Multi-family is cool. Owning a single-family home is not.
That’s a bit of a generalization. But it does seem to be a trend, especially among younger consumers. They are more frequently choosing to rent today. They’re putting off buying a home.
It’s trend that doesn’t bode well for the single-family housing industry. It’s a good one, though, for multi-family developers and the companies that provide these builders financing.
For the August issue of Midwest Real Estate News I spoke with several multi-family lending specialists about the changes hitting the multi-family and single-family housing markets.
Gregory Warsek, senior vice president and regional manager in the Chicago office of Associated Bank, was one of these pros. He had a lot of interesting things to say about the multi-family market:
The multi-family sector doesn’t seem to be slowing down. Are you surprised at its continuing strength?

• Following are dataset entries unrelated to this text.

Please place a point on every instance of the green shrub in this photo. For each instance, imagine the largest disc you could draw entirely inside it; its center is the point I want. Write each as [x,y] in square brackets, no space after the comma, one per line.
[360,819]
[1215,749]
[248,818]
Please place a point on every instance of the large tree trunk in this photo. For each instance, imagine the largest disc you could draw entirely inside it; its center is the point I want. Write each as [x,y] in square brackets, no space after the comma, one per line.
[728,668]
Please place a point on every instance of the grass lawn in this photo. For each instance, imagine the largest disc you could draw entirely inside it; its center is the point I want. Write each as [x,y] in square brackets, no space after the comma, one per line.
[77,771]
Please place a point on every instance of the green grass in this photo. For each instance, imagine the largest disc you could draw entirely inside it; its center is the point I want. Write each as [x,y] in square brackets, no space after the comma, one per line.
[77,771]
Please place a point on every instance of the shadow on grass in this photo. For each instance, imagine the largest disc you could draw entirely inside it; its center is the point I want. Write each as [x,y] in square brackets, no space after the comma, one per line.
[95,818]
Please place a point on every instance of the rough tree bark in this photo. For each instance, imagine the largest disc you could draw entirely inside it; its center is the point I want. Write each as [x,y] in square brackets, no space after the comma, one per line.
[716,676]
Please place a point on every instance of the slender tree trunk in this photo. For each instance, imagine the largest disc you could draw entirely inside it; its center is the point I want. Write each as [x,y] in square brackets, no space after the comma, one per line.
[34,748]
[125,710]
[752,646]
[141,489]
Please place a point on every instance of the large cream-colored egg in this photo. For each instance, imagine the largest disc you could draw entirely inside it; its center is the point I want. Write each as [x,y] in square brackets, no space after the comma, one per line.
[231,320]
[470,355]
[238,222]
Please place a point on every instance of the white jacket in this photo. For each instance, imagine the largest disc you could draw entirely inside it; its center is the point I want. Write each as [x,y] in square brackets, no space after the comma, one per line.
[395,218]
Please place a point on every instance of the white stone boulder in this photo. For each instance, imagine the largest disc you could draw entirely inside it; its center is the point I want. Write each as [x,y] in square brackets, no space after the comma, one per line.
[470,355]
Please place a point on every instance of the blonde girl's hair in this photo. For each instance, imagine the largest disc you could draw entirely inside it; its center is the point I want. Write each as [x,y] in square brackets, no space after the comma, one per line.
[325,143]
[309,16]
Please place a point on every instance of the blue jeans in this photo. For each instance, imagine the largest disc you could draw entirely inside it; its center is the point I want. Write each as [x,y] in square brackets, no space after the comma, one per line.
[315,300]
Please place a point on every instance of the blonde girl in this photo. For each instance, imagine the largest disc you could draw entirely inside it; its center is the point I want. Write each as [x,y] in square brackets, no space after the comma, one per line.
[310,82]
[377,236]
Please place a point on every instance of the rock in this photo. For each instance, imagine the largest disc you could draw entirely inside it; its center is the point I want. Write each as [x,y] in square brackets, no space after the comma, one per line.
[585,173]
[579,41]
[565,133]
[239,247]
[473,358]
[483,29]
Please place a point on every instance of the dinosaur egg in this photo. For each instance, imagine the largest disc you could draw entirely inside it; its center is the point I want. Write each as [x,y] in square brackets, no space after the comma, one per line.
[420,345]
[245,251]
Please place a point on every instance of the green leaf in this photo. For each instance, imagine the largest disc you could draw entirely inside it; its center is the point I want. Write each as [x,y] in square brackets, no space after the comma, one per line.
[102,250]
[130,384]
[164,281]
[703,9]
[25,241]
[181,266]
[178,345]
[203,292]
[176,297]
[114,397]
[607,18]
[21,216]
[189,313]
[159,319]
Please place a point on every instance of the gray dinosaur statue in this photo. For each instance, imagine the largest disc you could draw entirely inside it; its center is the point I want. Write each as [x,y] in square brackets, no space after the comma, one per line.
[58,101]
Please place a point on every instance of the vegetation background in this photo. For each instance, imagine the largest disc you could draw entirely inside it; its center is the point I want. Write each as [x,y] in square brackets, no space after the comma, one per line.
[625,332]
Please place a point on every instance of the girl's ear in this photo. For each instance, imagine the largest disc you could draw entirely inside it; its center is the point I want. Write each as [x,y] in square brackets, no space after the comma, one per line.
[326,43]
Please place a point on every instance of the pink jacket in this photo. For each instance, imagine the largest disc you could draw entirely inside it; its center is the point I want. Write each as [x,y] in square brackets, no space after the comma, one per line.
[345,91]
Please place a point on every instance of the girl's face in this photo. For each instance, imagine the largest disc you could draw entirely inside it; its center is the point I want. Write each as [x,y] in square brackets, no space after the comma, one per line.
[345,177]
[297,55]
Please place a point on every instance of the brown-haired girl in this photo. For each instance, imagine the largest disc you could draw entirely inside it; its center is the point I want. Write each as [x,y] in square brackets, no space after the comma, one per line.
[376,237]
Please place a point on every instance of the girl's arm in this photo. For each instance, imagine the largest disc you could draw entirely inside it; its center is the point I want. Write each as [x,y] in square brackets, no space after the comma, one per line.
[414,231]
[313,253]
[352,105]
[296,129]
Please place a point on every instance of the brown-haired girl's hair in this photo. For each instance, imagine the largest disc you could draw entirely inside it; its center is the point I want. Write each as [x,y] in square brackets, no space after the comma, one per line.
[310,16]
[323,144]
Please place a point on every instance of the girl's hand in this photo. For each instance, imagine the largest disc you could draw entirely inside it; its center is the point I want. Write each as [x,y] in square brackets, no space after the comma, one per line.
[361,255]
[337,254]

Gregory Warsek: It seems to be a perfect storm. It’s not just one thing in particular that is behind the strength of this sector. A lot of it is driven by the struggles of the housing market. The big buildup in homeownership across this country took people out of the apartment market and into homeownership. That depressed rents for a while. Then came the whole meltdown of the housing market. That has driven people back to apartments in droves for a lot of reasons.

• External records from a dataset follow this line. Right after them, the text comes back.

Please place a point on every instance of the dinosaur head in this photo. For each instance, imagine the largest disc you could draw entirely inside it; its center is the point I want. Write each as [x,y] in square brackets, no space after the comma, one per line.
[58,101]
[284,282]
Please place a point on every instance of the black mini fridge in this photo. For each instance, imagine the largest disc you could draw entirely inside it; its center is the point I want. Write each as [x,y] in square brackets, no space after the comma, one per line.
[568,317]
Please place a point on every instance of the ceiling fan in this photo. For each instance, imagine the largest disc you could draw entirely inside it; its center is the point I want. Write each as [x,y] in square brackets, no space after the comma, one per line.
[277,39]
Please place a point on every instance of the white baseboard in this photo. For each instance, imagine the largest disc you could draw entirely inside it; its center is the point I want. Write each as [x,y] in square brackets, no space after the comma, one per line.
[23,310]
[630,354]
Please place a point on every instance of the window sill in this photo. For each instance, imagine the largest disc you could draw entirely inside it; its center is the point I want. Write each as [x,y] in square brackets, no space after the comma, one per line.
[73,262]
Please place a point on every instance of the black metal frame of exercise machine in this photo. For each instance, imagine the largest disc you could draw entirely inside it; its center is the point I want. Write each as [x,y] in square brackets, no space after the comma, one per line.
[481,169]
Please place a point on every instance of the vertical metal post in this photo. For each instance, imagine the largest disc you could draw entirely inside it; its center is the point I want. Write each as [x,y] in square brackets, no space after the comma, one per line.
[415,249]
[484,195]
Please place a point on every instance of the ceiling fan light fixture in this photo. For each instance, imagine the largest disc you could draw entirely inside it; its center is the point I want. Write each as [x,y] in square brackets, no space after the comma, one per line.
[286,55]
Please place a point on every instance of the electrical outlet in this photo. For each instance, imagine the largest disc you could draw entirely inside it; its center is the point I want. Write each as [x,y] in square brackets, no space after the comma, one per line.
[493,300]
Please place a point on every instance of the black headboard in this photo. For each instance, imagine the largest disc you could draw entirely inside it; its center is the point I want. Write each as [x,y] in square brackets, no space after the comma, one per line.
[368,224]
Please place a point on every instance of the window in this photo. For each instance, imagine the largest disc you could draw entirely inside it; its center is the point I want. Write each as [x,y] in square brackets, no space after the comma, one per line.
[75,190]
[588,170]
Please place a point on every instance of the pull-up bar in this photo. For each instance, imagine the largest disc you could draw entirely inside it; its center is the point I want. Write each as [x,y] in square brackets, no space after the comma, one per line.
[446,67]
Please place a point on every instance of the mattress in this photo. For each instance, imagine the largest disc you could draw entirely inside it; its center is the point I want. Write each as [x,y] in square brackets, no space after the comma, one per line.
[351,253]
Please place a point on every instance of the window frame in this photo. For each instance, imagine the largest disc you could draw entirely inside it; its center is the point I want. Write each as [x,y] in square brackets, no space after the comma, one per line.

When single-family is down, mutli-family has to go up, right?
Warsek: A lot of today’s renters used to own homes. They lost them to foreclosure, and now they are renters. There is also a new segment of renters who are not able to buy condos or single-family homes because of the tougher mortgage-lending requirements. Another group is choosing to rent for a longer period of time because they don’t view houses today as good investments. Then there are those who are choosing to rent because they are impressed by the amenities and lifestyles that some of the higher-end multi-family buildings offer them. Many of these buildings are filled with professionals in their mid-20s. These buildings on the weekend look like MTV spring break. The professionals living in them have no interest in buying in a quiet boring condo building.
The more upscale amenities are interesting. They certainly are attracting a new kind of renter.
Warsek: Some multi-family developers have created this environment that you can’t get in a condo building. The whole notion of getting out of school, getting a job a then buying a condo as soon as you can just isn’t all that cool anymore. A lot of kids don’t want to buy today. They want to keep their flexibility.
How long do you see this trend lasting?
Warsek: I think it will be this way for the foreseeable future. Eventually interest rates will go up. It will then be even less attractive to own. The mortgage rates are never going to be this low again. What’s amazing to me is that people today are moving into brand-new rental buildings instead of buying even though this is the lowest rates have been. All my multi-family clients are telling me that they are raising their rents by 6 or 7 percent, or as high as 20 percent, and they are still not losing tenants. There are bidding wars right now to get nice units.
How interesting is this new multi-family market to you?
Warsek: I am fascinated that the 20-something crowd is going into newer buildings, that they are seeking this attractive, fun lifestyle. But then there are the Baby Boomers. These are the people who are selling their primary residences in Chicago and have a place to go to in the Sunbelt. They may or may not own this new place, though. Instead of downsizing into another house or condo, a lot are starting to rent in these luxury apartment buildings. They turn the key behind them and they don’t have to do anything. They basically get a condo lifestyle without the significant capital cost or their maintenance. They get the condo lifestyle without the headaches that go with it.
What are banks looking for when passing out financing to new apartment projects?
Warsek: A year ago, we were talking about 65 percent loan-to-value, strong sponsorship and pricing in the LIBOR-plus-300 range. The market has since become more active. More banks are getting back into the market. The terms are now starting to drift a bit. You can get the same deal today at LIBOR-plus-200 or so. You can have 75 percent or even 80 percent loan-to-value.